The Certainty of Bad Policy Makers

Do you know what your tax rates are going to be next year?  Will the Bush tax cuts expire as planned?  How will that affect you?  Will the payroll tax “holiday” be extended?  Will the debt ceiling be raised?  Will it be another temporary last minute deal that involves no real spending cuts but makes markets nervous?  Will the Keystone pipeline ever be approved?  Will The Affordable Health Care Act be found to be constitutional?  Will the Supreme Court find that Arizona can enforce immigration laws?

Will Greece remain in the Euro zone?  Is it any wonder there are runs on Greek banks as everyone is trying to pull their money out of Greece while they still can?  Can they even form a new government?  What happens when they physically run out of money?  What then happens to Italy, Spain, and Portugal?

If only policy uncertainty helped the economy.  It doesn’t, but policy makers seem to be acting like it does.  Policy uncertainty is how politicians pretend to be clever, often too clever by half.  They want to convince voters that voting for their party or candidate matters.  One way to do so is to create policy uncertainty.  Make tax cuts expire in an election year.  Postpone decisions on regulations and their enforcement until after the next election.  Suggest new government programs and aid to special interest groups to begin if and only if your party or candidate gets elected.

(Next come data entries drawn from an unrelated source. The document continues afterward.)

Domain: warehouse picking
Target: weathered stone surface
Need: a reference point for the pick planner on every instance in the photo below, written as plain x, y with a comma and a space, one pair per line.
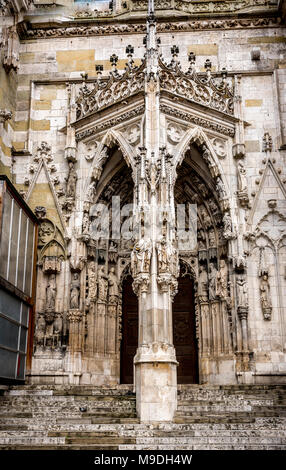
208, 417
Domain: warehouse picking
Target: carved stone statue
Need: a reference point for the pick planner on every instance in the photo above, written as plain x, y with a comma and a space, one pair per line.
227, 226
221, 280
71, 181
212, 281
212, 239
203, 284
113, 290
206, 155
205, 216
51, 292
265, 298
102, 284
85, 223
141, 256
57, 330
92, 284
220, 188
75, 291
163, 263
40, 331
241, 286
242, 180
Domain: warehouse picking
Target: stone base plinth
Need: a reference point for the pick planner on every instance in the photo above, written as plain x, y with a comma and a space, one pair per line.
156, 387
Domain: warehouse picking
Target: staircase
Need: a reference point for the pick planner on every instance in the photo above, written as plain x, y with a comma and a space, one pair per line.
97, 418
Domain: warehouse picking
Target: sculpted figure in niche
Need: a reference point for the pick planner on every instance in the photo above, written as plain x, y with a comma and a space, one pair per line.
57, 330
85, 222
242, 180
220, 188
162, 255
212, 281
201, 240
102, 284
241, 285
221, 280
40, 331
206, 155
203, 284
112, 285
71, 181
212, 239
140, 256
205, 217
265, 296
51, 291
74, 292
227, 226
92, 284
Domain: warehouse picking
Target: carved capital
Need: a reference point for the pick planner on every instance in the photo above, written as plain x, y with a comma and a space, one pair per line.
5, 115
141, 283
242, 312
74, 316
238, 151
77, 263
167, 281
51, 264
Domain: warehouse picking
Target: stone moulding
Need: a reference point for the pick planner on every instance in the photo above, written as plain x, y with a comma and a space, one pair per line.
205, 90
99, 95
199, 121
95, 129
75, 29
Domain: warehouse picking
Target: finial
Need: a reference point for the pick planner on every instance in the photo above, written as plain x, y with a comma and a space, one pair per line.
99, 70
267, 142
192, 59
174, 51
130, 52
84, 75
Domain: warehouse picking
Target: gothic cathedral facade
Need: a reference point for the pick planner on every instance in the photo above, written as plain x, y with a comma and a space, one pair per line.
149, 138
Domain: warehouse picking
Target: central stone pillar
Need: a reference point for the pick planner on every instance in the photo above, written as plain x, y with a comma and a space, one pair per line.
154, 260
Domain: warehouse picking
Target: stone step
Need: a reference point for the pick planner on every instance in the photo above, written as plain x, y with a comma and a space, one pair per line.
103, 447
204, 447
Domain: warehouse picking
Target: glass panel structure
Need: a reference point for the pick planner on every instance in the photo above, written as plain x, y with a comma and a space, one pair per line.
17, 243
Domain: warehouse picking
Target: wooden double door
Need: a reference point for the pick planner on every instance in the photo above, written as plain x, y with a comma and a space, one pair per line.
184, 336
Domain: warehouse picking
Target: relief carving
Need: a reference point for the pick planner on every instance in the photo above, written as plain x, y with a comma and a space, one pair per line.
221, 281
113, 287
102, 285
265, 296
75, 291
141, 256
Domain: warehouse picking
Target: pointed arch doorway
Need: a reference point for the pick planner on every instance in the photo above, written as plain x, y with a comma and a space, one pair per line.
184, 332
129, 342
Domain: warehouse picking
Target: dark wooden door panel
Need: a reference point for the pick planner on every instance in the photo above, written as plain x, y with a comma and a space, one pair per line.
129, 341
184, 332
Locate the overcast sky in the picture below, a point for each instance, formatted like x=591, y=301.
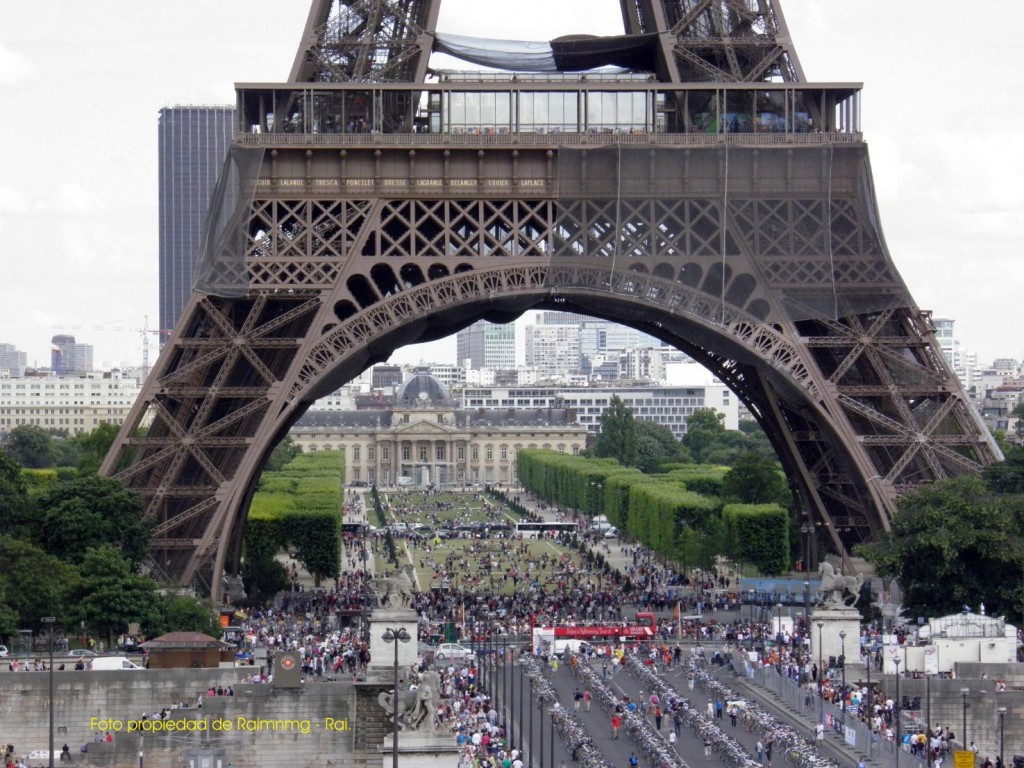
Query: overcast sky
x=82, y=84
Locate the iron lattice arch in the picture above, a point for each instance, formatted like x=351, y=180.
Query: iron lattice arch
x=755, y=251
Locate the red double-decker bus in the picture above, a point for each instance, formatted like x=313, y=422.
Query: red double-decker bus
x=556, y=638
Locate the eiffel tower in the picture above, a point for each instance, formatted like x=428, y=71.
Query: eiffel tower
x=682, y=178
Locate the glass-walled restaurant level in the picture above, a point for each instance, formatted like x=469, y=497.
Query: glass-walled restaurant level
x=580, y=108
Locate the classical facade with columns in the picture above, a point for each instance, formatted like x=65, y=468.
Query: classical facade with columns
x=423, y=435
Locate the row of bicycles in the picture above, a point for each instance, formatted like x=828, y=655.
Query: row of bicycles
x=647, y=740
x=798, y=750
x=573, y=734
x=729, y=750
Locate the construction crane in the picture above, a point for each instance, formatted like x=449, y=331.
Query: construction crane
x=145, y=331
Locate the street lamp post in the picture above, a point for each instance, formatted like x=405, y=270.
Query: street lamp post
x=964, y=692
x=898, y=711
x=842, y=668
x=395, y=636
x=540, y=724
x=753, y=593
x=821, y=675
x=870, y=697
x=1003, y=712
x=807, y=529
x=551, y=742
x=777, y=630
x=49, y=622
x=530, y=740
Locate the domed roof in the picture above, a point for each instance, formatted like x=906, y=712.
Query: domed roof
x=423, y=389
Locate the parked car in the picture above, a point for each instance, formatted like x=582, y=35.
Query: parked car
x=453, y=652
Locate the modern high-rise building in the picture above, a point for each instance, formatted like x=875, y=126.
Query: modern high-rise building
x=486, y=345
x=553, y=350
x=68, y=356
x=12, y=361
x=194, y=143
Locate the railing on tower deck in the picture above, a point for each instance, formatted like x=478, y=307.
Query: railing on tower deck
x=549, y=114
x=544, y=139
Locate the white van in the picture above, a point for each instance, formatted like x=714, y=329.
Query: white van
x=113, y=663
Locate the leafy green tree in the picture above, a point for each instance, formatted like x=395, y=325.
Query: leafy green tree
x=705, y=428
x=93, y=446
x=13, y=495
x=88, y=512
x=953, y=544
x=282, y=455
x=263, y=580
x=656, y=445
x=34, y=583
x=617, y=438
x=31, y=446
x=110, y=596
x=182, y=613
x=755, y=479
x=8, y=616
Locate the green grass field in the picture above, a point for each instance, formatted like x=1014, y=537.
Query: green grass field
x=486, y=564
x=435, y=510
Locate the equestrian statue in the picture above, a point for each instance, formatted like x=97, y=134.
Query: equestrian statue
x=838, y=589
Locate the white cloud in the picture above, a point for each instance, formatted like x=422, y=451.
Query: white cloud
x=11, y=201
x=13, y=67
x=75, y=199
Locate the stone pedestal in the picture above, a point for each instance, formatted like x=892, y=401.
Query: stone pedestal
x=382, y=653
x=826, y=641
x=421, y=750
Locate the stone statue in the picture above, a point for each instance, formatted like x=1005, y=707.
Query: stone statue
x=890, y=603
x=416, y=708
x=838, y=589
x=396, y=591
x=235, y=590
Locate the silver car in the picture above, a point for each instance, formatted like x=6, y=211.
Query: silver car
x=453, y=652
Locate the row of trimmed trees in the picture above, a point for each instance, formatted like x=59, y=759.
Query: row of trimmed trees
x=296, y=508
x=683, y=514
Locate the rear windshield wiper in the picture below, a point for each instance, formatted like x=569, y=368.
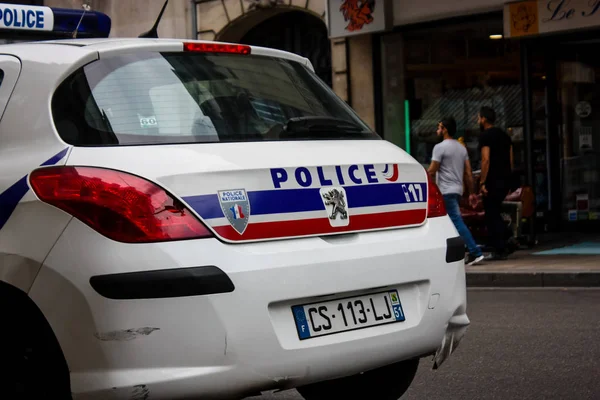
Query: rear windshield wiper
x=319, y=128
x=319, y=124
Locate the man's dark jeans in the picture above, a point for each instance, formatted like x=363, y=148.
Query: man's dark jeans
x=492, y=204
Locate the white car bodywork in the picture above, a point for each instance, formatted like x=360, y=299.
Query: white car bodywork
x=233, y=343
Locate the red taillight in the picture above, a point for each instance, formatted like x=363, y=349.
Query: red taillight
x=435, y=201
x=217, y=48
x=120, y=206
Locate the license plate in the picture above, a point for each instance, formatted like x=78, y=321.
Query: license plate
x=347, y=314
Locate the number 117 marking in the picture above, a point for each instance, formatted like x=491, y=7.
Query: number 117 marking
x=413, y=189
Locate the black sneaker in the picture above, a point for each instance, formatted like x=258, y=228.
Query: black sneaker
x=472, y=260
x=497, y=257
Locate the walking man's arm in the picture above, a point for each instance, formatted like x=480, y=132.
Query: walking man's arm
x=485, y=167
x=433, y=169
x=469, y=181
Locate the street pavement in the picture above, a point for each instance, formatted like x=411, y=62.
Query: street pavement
x=522, y=344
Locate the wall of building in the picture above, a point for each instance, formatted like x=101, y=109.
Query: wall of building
x=415, y=11
x=132, y=18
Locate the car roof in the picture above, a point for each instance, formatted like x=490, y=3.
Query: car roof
x=105, y=46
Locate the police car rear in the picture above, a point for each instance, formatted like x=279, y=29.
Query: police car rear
x=236, y=228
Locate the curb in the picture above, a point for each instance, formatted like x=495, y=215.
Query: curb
x=533, y=279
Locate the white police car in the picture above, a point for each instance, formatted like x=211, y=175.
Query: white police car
x=206, y=220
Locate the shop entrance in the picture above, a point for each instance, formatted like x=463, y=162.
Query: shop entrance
x=565, y=91
x=578, y=98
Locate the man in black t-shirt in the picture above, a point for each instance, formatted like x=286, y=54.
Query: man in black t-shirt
x=496, y=172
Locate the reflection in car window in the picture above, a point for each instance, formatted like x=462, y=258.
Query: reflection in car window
x=145, y=98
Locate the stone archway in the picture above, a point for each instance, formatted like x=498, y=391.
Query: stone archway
x=292, y=25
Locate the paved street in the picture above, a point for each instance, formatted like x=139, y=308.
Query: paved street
x=522, y=344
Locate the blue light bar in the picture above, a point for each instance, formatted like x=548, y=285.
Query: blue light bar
x=53, y=22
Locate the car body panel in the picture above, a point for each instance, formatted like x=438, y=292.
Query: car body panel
x=223, y=344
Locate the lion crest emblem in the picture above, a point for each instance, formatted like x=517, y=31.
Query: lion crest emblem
x=336, y=199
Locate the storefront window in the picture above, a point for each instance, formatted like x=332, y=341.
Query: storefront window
x=449, y=70
x=578, y=97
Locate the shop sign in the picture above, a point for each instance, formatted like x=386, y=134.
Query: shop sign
x=356, y=17
x=526, y=18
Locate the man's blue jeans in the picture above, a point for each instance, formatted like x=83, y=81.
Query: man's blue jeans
x=453, y=209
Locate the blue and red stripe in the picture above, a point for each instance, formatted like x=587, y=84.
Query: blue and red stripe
x=10, y=198
x=283, y=201
x=321, y=226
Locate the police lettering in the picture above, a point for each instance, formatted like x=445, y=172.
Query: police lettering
x=21, y=18
x=233, y=195
x=307, y=177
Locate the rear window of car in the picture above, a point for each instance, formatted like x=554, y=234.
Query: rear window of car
x=167, y=98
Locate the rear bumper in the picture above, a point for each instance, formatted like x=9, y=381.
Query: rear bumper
x=244, y=340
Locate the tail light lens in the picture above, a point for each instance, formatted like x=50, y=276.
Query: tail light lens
x=435, y=201
x=120, y=206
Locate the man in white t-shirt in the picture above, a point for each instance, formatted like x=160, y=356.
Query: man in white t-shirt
x=450, y=162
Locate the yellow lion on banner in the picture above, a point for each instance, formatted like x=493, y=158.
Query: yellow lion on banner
x=358, y=13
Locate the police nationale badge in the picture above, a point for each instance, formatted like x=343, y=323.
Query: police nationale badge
x=236, y=207
x=334, y=200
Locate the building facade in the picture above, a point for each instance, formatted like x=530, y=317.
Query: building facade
x=403, y=64
x=532, y=61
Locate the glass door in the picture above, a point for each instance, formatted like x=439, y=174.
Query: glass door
x=578, y=96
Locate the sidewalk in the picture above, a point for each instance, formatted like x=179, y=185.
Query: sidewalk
x=526, y=269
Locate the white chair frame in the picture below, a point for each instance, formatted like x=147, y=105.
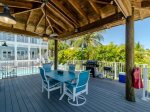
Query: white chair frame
x=50, y=88
x=76, y=96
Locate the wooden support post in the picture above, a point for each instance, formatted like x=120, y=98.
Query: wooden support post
x=56, y=55
x=130, y=95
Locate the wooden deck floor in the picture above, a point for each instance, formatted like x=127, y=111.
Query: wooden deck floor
x=23, y=94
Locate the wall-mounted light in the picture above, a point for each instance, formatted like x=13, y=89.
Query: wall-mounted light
x=4, y=44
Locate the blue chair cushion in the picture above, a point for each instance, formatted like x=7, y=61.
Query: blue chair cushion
x=70, y=86
x=47, y=67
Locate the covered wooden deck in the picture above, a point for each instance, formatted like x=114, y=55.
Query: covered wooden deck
x=23, y=94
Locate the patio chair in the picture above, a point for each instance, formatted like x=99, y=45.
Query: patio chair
x=75, y=91
x=49, y=84
x=71, y=67
x=47, y=67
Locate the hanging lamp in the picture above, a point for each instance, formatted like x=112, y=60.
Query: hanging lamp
x=6, y=17
x=4, y=44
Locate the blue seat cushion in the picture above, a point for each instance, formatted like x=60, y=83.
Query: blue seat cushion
x=70, y=86
x=52, y=82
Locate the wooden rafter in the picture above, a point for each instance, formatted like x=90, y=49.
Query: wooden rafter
x=59, y=15
x=40, y=20
x=30, y=13
x=100, y=2
x=61, y=7
x=57, y=21
x=143, y=4
x=17, y=4
x=16, y=13
x=51, y=25
x=124, y=6
x=77, y=6
x=94, y=6
x=18, y=31
x=95, y=26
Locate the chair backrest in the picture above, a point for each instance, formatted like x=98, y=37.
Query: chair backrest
x=72, y=67
x=83, y=78
x=47, y=67
x=42, y=73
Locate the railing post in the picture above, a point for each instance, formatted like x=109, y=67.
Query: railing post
x=115, y=68
x=145, y=78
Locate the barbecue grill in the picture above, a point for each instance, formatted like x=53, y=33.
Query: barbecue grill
x=91, y=65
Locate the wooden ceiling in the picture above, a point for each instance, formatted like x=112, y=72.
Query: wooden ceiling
x=71, y=18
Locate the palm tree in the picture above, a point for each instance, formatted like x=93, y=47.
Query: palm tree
x=90, y=39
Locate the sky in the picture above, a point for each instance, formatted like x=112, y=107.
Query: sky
x=117, y=34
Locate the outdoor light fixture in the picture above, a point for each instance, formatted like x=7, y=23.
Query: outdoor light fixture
x=6, y=17
x=4, y=44
x=45, y=37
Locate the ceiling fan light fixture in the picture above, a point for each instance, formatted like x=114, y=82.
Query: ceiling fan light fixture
x=54, y=35
x=4, y=44
x=45, y=37
x=6, y=17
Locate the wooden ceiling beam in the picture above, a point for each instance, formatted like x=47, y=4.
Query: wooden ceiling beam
x=51, y=25
x=66, y=12
x=16, y=13
x=59, y=15
x=94, y=6
x=95, y=26
x=34, y=1
x=17, y=4
x=100, y=2
x=142, y=4
x=77, y=6
x=57, y=21
x=125, y=7
x=18, y=31
x=30, y=13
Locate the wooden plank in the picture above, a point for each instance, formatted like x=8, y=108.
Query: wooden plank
x=26, y=11
x=95, y=26
x=2, y=96
x=130, y=95
x=56, y=55
x=28, y=98
x=60, y=15
x=19, y=97
x=76, y=5
x=100, y=2
x=141, y=4
x=94, y=6
x=104, y=96
x=8, y=106
x=125, y=7
x=57, y=21
x=40, y=20
x=18, y=31
x=17, y=4
x=30, y=13
x=50, y=105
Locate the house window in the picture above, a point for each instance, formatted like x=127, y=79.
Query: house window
x=7, y=55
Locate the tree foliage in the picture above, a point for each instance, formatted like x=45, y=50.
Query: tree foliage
x=92, y=51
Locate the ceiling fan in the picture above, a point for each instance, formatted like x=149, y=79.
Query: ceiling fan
x=53, y=35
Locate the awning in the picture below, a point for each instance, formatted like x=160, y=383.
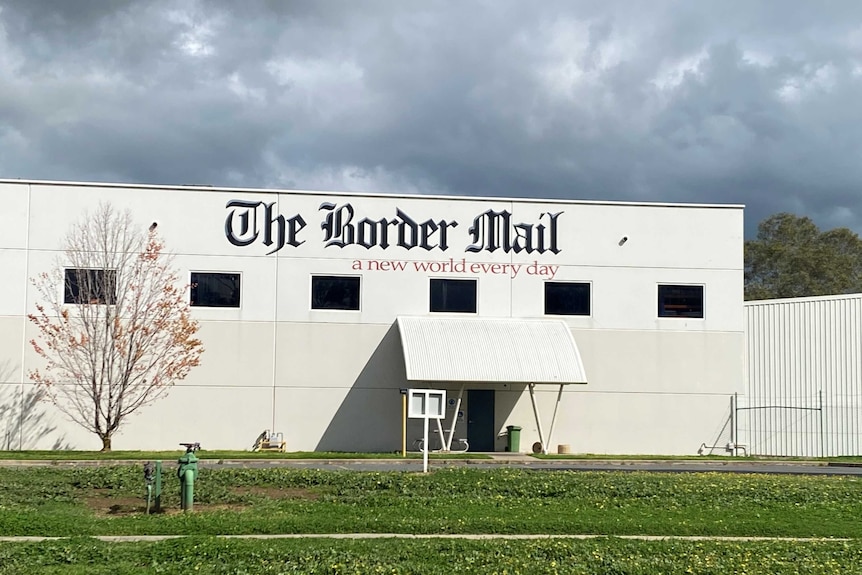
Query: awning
x=506, y=350
x=490, y=350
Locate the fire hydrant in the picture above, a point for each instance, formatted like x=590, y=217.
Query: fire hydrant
x=187, y=472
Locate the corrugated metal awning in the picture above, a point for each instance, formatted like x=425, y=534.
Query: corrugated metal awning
x=490, y=350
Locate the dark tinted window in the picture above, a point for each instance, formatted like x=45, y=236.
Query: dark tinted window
x=334, y=292
x=86, y=286
x=215, y=289
x=453, y=295
x=567, y=298
x=680, y=301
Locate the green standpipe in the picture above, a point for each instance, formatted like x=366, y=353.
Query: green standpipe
x=186, y=473
x=153, y=477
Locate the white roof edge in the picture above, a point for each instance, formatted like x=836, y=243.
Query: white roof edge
x=803, y=299
x=519, y=199
x=452, y=349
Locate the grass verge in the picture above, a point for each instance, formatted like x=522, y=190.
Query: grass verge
x=430, y=557
x=109, y=500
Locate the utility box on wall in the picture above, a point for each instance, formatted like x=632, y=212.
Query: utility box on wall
x=426, y=403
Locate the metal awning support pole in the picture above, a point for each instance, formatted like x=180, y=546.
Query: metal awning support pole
x=538, y=419
x=441, y=436
x=455, y=417
x=554, y=417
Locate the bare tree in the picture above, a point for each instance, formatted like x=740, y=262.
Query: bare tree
x=114, y=329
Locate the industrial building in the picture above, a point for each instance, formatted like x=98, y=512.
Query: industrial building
x=803, y=392
x=594, y=326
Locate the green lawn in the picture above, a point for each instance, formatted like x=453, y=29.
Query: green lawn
x=214, y=455
x=430, y=557
x=65, y=501
x=79, y=501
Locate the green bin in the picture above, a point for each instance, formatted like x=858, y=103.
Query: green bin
x=513, y=439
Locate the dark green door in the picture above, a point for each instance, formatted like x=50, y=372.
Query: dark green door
x=480, y=419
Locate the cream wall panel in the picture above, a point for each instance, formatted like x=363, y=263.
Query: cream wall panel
x=217, y=417
x=338, y=356
x=12, y=349
x=325, y=419
x=16, y=281
x=627, y=298
x=666, y=362
x=236, y=354
x=14, y=217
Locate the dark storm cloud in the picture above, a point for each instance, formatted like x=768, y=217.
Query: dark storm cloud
x=753, y=103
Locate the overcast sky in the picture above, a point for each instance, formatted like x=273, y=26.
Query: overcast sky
x=754, y=102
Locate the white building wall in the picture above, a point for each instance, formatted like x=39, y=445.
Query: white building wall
x=804, y=384
x=329, y=380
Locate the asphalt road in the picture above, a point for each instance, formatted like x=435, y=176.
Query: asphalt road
x=736, y=465
x=414, y=465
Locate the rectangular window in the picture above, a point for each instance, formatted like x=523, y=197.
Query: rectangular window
x=680, y=301
x=457, y=296
x=335, y=292
x=211, y=289
x=567, y=298
x=90, y=286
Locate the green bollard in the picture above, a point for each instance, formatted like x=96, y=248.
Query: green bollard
x=186, y=473
x=158, y=487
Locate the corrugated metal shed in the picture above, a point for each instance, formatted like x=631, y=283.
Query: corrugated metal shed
x=490, y=350
x=804, y=389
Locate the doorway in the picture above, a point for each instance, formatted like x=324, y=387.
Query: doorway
x=480, y=419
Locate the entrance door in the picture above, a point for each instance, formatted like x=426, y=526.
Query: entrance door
x=480, y=419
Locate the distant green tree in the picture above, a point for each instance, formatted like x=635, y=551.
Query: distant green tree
x=791, y=257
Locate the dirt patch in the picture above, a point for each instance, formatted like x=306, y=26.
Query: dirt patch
x=277, y=492
x=104, y=505
x=101, y=503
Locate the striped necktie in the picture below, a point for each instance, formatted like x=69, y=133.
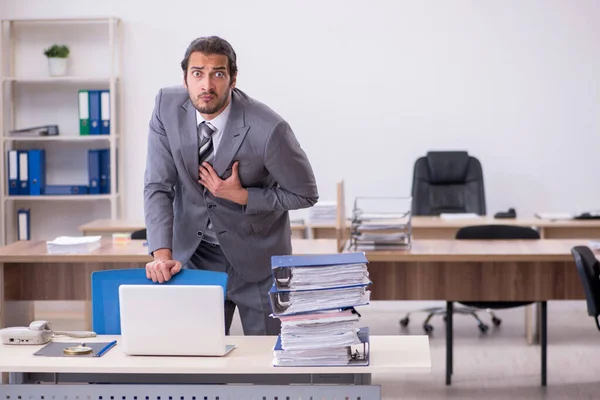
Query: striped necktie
x=205, y=147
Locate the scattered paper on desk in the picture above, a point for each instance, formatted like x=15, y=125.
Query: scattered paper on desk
x=459, y=216
x=73, y=244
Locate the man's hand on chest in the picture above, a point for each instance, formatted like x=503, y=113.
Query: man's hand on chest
x=229, y=189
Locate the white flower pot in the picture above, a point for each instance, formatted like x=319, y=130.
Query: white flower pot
x=57, y=66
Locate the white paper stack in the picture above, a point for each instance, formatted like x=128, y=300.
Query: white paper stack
x=333, y=276
x=323, y=212
x=73, y=244
x=314, y=297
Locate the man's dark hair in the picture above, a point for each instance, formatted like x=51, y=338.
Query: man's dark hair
x=211, y=45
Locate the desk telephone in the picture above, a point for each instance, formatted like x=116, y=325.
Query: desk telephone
x=38, y=332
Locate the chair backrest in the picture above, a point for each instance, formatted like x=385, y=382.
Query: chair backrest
x=139, y=235
x=588, y=269
x=448, y=182
x=485, y=232
x=106, y=317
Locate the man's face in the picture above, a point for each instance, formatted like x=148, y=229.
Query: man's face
x=209, y=83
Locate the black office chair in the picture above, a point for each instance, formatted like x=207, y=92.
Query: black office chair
x=446, y=182
x=139, y=235
x=588, y=268
x=482, y=232
x=495, y=232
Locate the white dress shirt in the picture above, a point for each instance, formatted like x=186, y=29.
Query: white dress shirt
x=218, y=125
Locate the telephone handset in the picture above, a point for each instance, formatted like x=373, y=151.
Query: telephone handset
x=38, y=332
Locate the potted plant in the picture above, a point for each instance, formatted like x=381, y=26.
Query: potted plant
x=57, y=59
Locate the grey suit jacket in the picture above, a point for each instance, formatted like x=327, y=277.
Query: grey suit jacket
x=272, y=166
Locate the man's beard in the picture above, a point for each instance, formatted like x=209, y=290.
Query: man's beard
x=211, y=109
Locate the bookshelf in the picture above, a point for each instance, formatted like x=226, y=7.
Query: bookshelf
x=31, y=97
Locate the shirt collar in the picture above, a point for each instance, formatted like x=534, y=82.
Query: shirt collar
x=219, y=122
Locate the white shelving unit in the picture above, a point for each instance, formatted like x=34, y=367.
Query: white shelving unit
x=30, y=97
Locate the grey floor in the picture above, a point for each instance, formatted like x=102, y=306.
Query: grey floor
x=497, y=365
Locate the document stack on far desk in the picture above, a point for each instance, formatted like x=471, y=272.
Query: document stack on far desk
x=381, y=223
x=314, y=298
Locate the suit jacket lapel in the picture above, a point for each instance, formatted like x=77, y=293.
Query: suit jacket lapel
x=188, y=134
x=233, y=136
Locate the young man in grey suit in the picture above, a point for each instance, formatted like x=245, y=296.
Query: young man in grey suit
x=222, y=172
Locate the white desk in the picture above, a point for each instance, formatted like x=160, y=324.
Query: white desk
x=249, y=363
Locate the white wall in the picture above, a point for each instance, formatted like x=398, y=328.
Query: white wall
x=369, y=88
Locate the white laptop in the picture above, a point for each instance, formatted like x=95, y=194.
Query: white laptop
x=173, y=320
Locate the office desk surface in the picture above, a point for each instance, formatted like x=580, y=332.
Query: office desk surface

Are today’s politicians more concerned about growing the economy or getting and keeping their party in power?  Their actions suggest the latter.  This is one reason that economies do better under the rule of law than under the rule of arbitrary politicians.

The tax code needs to be simplified (with lower marginal rates and few to no deductions) and then left alone.  Temporary tax changes should be banned.  So should special interest carve outs in the tax code.  Whether it is a flat rate income tax or a national sales tax, the same marginal tax rate should apply to all.  That should be the rule that politicians are not allowed to deviate from.  They can raise the rate for all or lower it for all, but no selling special tax favors to special interest groups.

Combine a simple, stable tax code with a balanced budget rule and you dramatically lower the degrees of freedom policy makers have to provide policy uncertainty.  They can only spend what they collect in taxes.  They can only change taxes collected by varying the single tax rate on everyone.

With these two simple rules, Greece could have been a model community rather that the chaotic state waiting to collapse into an authoritarian regime. (Granted they are also badly in need of labor market reforms).  These same two rules would have prevented a debt crisis in the US and would keep policy uncertainty from squashing our current and future economic growth.

Good economic ideas are not hard to come by.  Politicians who act for the benefit of the country over the benefit of their party are.  What are the chances that the US enacts meaningful tax, entitlement, or debt reforms before the November election?  They are just as low as the likelihood that our economy is going to magically take off and grow under a cloud of policy uncertainty.  Of that, at least, I’m certain.